繊維ニュース

綿紡績大手・繊維事業 中計達成に“黄信号”

2023年11月15日 (水曜日)

 上半期(4~9月)に軒並み利益面で苦戦を強いられた綿紡績大手の繊維事業は、中期経営計画での目標達成に対し黄信号がともり始めた。事業環境の好転がなかなか見込めない中、一部の企業では通期の計画を修正。下半期(2023年10月~24年3月)に向けて巻き返しながら、中計で目標とする数値に近付ける。

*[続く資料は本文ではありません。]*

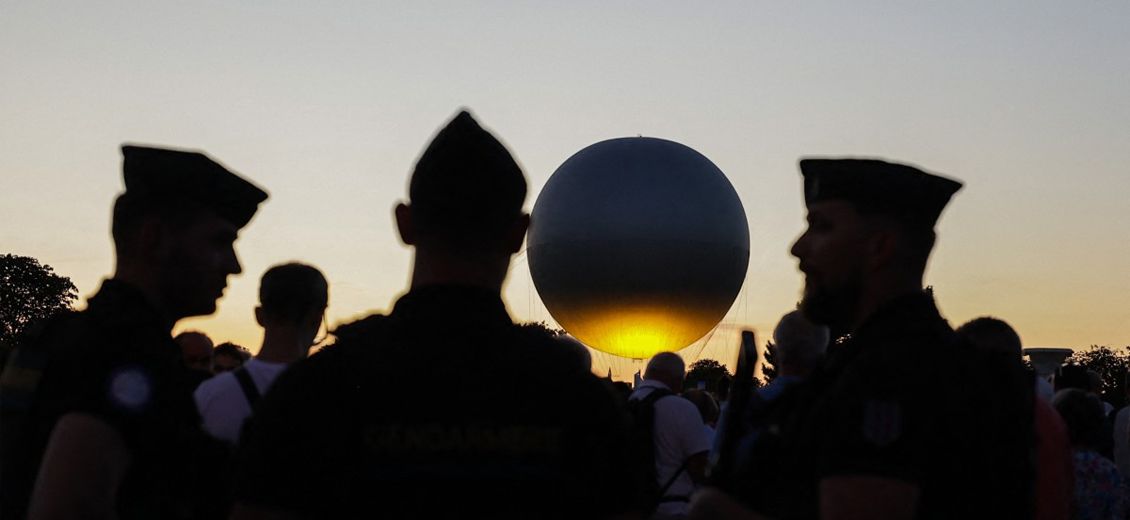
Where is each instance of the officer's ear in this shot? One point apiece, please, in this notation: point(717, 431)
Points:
point(883, 243)
point(405, 225)
point(153, 241)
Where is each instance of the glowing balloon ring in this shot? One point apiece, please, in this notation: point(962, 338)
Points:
point(637, 245)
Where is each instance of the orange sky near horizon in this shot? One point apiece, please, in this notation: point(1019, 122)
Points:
point(329, 105)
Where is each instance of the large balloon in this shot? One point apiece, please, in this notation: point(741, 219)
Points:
point(639, 245)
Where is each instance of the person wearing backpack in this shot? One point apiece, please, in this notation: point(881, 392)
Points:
point(679, 442)
point(292, 302)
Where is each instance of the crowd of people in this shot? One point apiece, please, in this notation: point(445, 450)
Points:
point(106, 415)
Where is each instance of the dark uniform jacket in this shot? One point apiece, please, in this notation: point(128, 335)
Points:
point(116, 362)
point(443, 408)
point(903, 398)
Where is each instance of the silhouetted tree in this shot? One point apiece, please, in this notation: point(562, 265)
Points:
point(1111, 366)
point(29, 292)
point(706, 370)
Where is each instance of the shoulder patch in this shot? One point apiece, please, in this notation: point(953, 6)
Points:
point(883, 422)
point(130, 389)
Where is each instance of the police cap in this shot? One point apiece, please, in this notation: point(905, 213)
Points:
point(164, 174)
point(467, 176)
point(879, 188)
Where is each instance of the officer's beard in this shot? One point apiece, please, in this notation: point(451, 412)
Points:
point(835, 308)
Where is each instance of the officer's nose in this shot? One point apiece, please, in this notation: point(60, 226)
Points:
point(232, 263)
point(799, 245)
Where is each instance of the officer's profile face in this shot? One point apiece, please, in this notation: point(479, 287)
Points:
point(197, 263)
point(832, 257)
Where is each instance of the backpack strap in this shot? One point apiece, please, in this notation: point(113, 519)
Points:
point(250, 391)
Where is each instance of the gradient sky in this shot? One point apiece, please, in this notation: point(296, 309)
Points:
point(328, 104)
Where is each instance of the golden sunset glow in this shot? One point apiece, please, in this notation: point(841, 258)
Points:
point(637, 331)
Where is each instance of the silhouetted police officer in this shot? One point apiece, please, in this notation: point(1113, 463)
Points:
point(505, 424)
point(903, 419)
point(97, 410)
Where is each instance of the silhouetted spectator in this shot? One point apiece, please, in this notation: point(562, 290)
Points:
point(799, 346)
point(292, 304)
point(197, 349)
point(1054, 470)
point(680, 441)
point(227, 356)
point(707, 408)
point(1098, 488)
point(330, 440)
point(1121, 434)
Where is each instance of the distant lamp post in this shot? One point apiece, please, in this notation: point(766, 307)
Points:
point(1048, 360)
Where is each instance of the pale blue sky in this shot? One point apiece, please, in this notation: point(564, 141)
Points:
point(328, 106)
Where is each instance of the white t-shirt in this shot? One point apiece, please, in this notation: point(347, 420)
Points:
point(222, 404)
point(679, 433)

 クラボウは通期計画を売上高530億円(期初520億円)、営業利益1億円(同4億円)に修正した。上半期は計画が上振れたものの、下半期は「不透明感が漂う」(北畠篤取締役)と指摘。海外関連の事業回復が遅れていることに加え、残暑で秋物の販売が低調なことも懸念。「24春夏でほぼ在庫調整が終わり、24秋冬で(受注が)戻ってくるとみていたが、取引先によっては調整が続く」との情報もあり「慎重な数字」となった。

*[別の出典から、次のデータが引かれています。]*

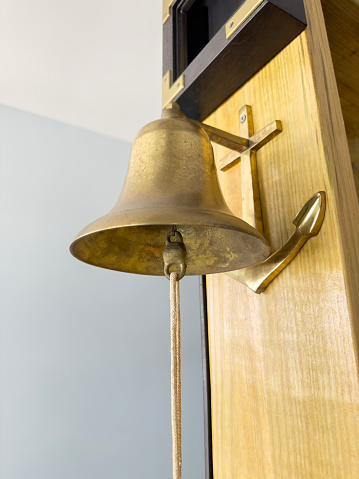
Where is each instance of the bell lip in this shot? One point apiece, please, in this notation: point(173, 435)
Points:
point(215, 220)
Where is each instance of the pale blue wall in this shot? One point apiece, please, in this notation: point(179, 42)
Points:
point(85, 365)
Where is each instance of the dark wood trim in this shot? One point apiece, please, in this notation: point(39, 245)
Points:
point(206, 382)
point(222, 66)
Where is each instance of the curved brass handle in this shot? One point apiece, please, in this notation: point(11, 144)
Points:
point(308, 223)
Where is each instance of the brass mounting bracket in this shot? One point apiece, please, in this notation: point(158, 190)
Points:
point(169, 92)
point(307, 222)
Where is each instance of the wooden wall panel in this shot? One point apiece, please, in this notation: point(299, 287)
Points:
point(284, 364)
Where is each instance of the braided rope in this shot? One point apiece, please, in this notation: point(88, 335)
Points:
point(176, 376)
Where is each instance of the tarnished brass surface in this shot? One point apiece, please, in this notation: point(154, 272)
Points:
point(171, 180)
point(241, 16)
point(169, 92)
point(308, 223)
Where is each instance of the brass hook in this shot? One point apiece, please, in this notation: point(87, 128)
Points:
point(308, 223)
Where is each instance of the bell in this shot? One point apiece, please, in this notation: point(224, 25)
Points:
point(171, 181)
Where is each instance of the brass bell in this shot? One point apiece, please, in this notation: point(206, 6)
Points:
point(171, 180)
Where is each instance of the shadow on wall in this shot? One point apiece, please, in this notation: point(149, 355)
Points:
point(85, 378)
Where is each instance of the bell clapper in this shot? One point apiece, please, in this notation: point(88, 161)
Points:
point(175, 253)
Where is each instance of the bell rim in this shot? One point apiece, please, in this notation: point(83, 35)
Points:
point(233, 225)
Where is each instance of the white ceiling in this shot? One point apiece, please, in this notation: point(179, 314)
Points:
point(90, 63)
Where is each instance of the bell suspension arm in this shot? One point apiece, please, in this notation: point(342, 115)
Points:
point(223, 138)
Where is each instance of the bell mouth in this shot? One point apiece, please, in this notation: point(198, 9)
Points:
point(133, 241)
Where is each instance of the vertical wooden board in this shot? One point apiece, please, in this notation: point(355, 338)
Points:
point(284, 376)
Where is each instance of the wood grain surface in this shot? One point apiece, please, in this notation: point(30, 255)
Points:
point(284, 364)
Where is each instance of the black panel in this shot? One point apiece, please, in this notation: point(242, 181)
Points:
point(222, 65)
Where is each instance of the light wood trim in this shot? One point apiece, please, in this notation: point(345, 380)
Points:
point(284, 364)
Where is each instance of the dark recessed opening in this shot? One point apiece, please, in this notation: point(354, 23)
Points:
point(196, 23)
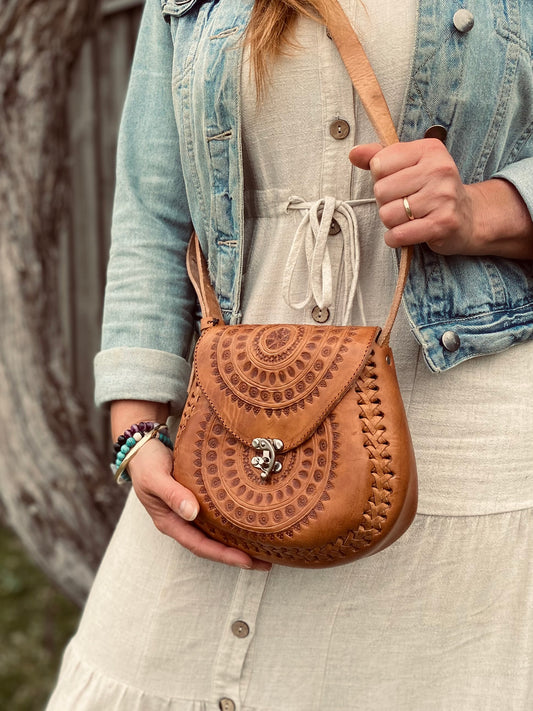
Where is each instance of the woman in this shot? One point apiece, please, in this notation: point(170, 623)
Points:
point(244, 139)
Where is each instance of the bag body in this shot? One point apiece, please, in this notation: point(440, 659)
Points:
point(295, 442)
point(294, 438)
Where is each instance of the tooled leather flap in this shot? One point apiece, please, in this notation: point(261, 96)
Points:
point(279, 381)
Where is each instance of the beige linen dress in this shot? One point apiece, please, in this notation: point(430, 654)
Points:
point(441, 620)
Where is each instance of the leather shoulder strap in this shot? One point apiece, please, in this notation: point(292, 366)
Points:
point(369, 91)
point(367, 86)
point(199, 276)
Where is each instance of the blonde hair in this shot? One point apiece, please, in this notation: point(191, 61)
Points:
point(270, 30)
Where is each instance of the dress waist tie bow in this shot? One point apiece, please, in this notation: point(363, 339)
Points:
point(311, 246)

 シキボウも通期計画を売上高203億円(期初207億円)、営業損失3億円(同1億5千万円)と下方修正した。ユニフォーム地の値上げについて希望の値上げ幅に対し「おおむね5~8割程度は了解してもらった」(加藤守取締役)状況。その効果については早くても下半期から、遅くても来上半期とみており、「ユニフォームの損益は改善方向に向かう」との見方を示す。

 ダイワボウホールディングス(HD)の繊維事業は上半期、合繊・レーヨン部門の米国向け建材や、産業資材部門の電子部品向けカートリッジフィルターが低調で、「計画に対し乖離(かいり)が見られた」。下半期は回復を見込むものの、繊維事業の計画を売上高612億円(期初636億円)、営業利益16億円(同29億5500万円)に下方修正した。

 富士紡HDの生活衣料事業は上半期、減収減益だったものの、インナーブランド「BVD」を軸に、製品事業でデジタル技術を生かした事業改革を推進。EC(電子商取引)型ビジネスモデルへの転換を図る。売上高は期初計画と同じ70億円のままだが、営業利益では9億円(期初8億円)と上方修正し、中計の目標以上に高収益化を目指す。

 日東紡は通期計画を売上高24億円(期初25億円)とし、営業利益は1億円のままとした。

 富士紡HD以外は中計の目標との乖離が目立ってきた。

 クラボウとシキボウは25年3月期を最終年度とする3カ年の中計の折り返し地点となり、下半期の業績が目標達成の鍵を握る。引き続きユニフォーム地を中心に価格改定を進めるとともに、グループ内外の連携強化による海外での販売拡大や、高付加価値素材の拡販など加速させながら収益改善に努める。